The U.K.-headquartered bank, which is pivoting to Asia in a bid to move past years of underperformance in other regions, said on Tuesday that first-quarter adjusted profit before tax rose 109% to $6.4 billion. The consensus estimate by analysts was $4.3 billion, as compiled by HSBC.

Net profit climbed to $4.57 billion from $2.51 billion a year earlier, with both the U.S. and U.K. rebounding from previous losses.

The strong gains came as the bank reclaimed funds previously allocated for potentially souring loans, rather than adding to its provisions, thanks to the improving economic outlook which Chief Executive Noel Quinn said would boost revenue, with lending seen rising in the “mid-single digit percentage” in 2021.
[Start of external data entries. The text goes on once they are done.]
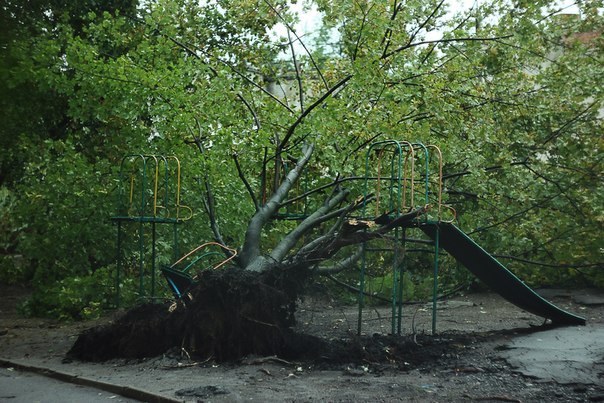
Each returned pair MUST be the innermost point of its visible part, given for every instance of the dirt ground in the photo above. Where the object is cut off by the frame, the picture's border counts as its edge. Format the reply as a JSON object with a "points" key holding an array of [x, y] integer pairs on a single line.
{"points": [[464, 361]]}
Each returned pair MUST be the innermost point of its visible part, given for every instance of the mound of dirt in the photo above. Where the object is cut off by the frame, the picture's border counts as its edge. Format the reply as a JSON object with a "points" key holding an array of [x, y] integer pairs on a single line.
{"points": [[226, 315]]}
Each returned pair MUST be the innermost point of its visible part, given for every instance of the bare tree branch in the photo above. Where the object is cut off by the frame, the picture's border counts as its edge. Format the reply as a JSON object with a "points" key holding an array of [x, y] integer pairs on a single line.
{"points": [[251, 247], [297, 70], [249, 108], [342, 265], [247, 185], [291, 29], [290, 240], [465, 39], [318, 102]]}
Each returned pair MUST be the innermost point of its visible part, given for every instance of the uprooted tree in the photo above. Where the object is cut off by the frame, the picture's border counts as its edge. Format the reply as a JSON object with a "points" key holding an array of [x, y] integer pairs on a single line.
{"points": [[511, 93]]}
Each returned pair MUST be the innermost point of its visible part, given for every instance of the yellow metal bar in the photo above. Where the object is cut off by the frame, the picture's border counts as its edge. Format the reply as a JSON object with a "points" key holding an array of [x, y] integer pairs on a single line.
{"points": [[233, 252], [440, 178]]}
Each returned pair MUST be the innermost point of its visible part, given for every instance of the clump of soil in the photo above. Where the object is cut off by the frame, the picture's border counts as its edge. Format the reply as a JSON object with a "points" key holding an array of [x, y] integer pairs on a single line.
{"points": [[230, 314]]}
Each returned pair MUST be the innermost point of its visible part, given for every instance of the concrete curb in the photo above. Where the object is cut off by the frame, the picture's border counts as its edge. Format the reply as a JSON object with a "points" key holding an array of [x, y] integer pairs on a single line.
{"points": [[125, 391]]}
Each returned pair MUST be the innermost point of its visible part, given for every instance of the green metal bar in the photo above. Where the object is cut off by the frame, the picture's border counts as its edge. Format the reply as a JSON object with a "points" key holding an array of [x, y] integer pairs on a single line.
{"points": [[175, 250], [401, 270], [153, 258], [394, 284], [435, 285], [141, 259], [119, 263], [427, 171], [361, 297]]}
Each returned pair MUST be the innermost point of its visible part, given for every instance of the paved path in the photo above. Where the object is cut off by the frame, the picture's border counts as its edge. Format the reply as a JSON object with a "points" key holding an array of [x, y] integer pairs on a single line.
{"points": [[17, 387], [573, 354]]}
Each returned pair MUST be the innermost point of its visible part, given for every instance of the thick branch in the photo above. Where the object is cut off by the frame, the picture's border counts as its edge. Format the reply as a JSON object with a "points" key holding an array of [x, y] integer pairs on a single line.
{"points": [[465, 39], [247, 185], [306, 225], [347, 238], [318, 102], [251, 246], [208, 201]]}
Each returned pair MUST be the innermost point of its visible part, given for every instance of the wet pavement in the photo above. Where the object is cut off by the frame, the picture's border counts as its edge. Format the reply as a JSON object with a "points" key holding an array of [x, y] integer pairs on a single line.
{"points": [[567, 355]]}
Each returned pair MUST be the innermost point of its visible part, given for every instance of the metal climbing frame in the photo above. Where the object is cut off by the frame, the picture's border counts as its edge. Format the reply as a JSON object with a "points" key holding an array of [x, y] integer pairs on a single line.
{"points": [[148, 194], [398, 176], [178, 274]]}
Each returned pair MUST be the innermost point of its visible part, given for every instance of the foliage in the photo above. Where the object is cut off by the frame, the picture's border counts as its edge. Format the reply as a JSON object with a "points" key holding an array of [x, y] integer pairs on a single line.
{"points": [[511, 93]]}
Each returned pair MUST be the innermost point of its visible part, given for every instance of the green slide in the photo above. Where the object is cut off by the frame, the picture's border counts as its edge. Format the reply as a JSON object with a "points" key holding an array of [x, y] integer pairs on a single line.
{"points": [[490, 271]]}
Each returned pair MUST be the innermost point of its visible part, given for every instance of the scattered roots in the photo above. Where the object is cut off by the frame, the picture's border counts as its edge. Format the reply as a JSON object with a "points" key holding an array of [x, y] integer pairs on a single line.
{"points": [[233, 314]]}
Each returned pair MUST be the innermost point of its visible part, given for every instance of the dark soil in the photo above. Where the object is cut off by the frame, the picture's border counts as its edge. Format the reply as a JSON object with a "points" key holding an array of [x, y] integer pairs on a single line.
{"points": [[461, 362]]}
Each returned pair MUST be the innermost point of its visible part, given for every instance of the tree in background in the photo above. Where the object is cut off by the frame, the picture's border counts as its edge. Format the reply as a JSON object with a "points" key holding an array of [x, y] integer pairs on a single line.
{"points": [[511, 92]]}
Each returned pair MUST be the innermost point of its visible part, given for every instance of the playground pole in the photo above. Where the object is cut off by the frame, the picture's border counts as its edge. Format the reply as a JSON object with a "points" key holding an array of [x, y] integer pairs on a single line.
{"points": [[435, 288]]}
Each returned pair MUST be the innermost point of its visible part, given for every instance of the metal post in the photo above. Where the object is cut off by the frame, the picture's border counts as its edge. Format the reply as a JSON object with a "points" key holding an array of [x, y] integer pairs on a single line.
{"points": [[141, 259], [118, 264], [401, 269], [153, 256], [361, 297], [435, 289]]}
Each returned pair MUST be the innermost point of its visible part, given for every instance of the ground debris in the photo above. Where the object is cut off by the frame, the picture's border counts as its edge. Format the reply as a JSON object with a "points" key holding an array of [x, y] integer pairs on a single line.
{"points": [[202, 391]]}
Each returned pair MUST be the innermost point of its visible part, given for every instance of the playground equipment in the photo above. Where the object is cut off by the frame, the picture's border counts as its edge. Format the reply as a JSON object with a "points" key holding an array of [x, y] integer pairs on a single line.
{"points": [[178, 275], [148, 195], [399, 176]]}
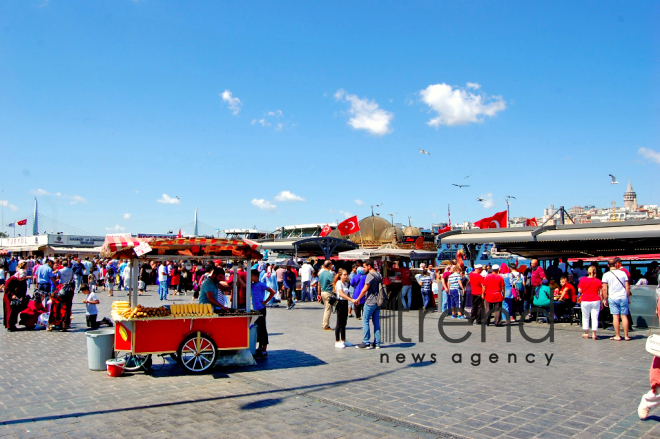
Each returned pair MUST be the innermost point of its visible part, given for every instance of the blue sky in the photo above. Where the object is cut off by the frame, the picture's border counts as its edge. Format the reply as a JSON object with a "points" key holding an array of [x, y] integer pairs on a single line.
{"points": [[113, 104]]}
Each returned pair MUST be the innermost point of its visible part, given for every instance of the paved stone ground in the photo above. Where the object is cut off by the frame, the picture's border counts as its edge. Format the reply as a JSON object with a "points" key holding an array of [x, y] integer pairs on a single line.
{"points": [[307, 388]]}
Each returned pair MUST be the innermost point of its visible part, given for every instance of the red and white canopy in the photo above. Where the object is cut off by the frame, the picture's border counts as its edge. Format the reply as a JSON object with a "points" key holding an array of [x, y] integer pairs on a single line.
{"points": [[122, 246]]}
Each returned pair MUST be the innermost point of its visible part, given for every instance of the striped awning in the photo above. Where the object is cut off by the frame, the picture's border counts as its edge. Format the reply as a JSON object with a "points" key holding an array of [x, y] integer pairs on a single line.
{"points": [[122, 246]]}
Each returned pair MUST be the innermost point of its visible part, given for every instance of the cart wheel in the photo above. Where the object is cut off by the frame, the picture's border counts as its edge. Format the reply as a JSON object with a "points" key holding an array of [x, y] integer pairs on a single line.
{"points": [[137, 362], [197, 353]]}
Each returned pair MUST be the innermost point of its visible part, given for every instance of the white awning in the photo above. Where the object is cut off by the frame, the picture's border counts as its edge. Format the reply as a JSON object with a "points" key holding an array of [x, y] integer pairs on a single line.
{"points": [[519, 234], [76, 250]]}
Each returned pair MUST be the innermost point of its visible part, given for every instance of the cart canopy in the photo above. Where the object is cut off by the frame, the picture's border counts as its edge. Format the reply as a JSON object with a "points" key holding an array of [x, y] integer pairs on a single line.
{"points": [[123, 247]]}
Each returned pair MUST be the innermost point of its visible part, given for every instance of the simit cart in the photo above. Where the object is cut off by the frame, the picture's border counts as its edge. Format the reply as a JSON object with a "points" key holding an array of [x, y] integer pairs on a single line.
{"points": [[194, 338]]}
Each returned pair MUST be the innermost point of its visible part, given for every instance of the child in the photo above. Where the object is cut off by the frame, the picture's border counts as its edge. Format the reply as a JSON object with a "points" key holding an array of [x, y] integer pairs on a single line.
{"points": [[90, 302], [259, 302]]}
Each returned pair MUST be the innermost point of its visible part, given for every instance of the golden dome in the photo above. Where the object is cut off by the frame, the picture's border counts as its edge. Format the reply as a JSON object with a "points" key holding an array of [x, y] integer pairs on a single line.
{"points": [[411, 231], [391, 234], [371, 227]]}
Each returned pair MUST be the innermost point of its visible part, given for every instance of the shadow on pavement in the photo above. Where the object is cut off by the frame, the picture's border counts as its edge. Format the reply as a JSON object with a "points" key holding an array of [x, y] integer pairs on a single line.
{"points": [[299, 390]]}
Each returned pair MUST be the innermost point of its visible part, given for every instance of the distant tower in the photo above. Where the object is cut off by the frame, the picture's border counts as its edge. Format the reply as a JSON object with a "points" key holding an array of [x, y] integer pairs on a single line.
{"points": [[196, 232], [630, 199]]}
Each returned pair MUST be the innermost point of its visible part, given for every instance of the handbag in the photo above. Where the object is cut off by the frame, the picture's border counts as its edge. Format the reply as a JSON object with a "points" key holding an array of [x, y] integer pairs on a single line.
{"points": [[653, 342]]}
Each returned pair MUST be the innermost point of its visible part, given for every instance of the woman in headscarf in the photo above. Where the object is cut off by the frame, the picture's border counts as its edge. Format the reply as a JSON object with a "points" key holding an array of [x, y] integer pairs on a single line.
{"points": [[15, 299], [30, 316]]}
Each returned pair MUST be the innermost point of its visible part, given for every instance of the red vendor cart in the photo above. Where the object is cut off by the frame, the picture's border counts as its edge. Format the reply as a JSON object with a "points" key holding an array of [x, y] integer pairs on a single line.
{"points": [[193, 340]]}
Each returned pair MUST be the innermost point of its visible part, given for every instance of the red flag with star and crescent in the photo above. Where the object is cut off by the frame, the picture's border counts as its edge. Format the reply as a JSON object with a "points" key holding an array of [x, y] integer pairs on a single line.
{"points": [[349, 226], [497, 221], [326, 230]]}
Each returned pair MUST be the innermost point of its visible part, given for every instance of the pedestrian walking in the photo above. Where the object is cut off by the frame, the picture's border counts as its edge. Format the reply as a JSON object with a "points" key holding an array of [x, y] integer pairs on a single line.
{"points": [[341, 289], [371, 308]]}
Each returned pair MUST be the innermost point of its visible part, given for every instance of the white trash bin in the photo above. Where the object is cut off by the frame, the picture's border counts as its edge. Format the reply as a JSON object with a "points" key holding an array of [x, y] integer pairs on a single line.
{"points": [[100, 347]]}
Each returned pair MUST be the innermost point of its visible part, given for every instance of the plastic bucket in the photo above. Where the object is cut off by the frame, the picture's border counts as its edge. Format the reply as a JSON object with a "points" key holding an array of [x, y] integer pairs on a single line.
{"points": [[100, 347], [115, 367]]}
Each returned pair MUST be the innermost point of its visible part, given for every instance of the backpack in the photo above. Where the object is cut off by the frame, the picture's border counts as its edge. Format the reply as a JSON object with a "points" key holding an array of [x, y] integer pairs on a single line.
{"points": [[517, 286], [382, 299]]}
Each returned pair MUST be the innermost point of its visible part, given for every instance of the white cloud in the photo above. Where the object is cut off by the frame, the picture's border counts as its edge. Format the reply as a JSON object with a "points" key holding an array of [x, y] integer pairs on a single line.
{"points": [[75, 199], [487, 201], [166, 199], [233, 103], [5, 203], [650, 154], [457, 106], [264, 204], [366, 115], [288, 196], [271, 119], [40, 192]]}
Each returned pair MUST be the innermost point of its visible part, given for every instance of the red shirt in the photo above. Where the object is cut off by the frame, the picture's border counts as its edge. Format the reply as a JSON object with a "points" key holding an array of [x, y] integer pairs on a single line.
{"points": [[590, 287], [494, 284], [627, 273], [537, 276], [570, 292], [476, 281], [405, 275], [445, 276]]}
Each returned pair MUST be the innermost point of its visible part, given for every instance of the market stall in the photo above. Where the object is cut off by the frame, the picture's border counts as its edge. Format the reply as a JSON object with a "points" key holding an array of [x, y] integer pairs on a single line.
{"points": [[391, 280], [191, 333]]}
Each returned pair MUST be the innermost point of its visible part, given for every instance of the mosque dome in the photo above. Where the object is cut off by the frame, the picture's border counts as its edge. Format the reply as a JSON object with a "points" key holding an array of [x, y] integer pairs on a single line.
{"points": [[372, 227]]}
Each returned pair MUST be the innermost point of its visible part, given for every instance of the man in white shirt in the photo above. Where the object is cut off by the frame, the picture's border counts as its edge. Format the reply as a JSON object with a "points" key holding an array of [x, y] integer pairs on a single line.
{"points": [[306, 279], [616, 290], [162, 281]]}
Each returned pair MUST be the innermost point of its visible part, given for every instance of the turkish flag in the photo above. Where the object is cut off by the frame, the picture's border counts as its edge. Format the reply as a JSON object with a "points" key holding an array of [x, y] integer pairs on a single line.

“The economic outlook has improved, although uncertainties remain,” Quinn said in a statement. “We carry good momentum into the second quarter, while maintaining conservative positions on capital, funding, liquidity and credit.”

HSBC, which earmarked $8.8 billion on its books for bad debts last year, reversed $435 million of bad loan allowances in the first quarter, as corporate and retail customers proved more resilient than expected.

In February, Quinn advanced a plan to invest in higher return, fee-generating the operations, especially in Asia. The bank plans to put allocate half of its capital — the underpinning for its lending — to activities in the region.

The bank is also looking to get more profits from fee-generating businesses and plans to invest an extra $6 billion in wealth management and international wholesale banking to drive “double-digit” growth in the region.

In the first quarter, wealth balances increased by 3% to over $1.6 trillion. This included net new money in global private banking of $13 billion and in asset management of $11 billion.

The bank is also relocating the heads of all its main revenue generating divisions to Hong Kong from London.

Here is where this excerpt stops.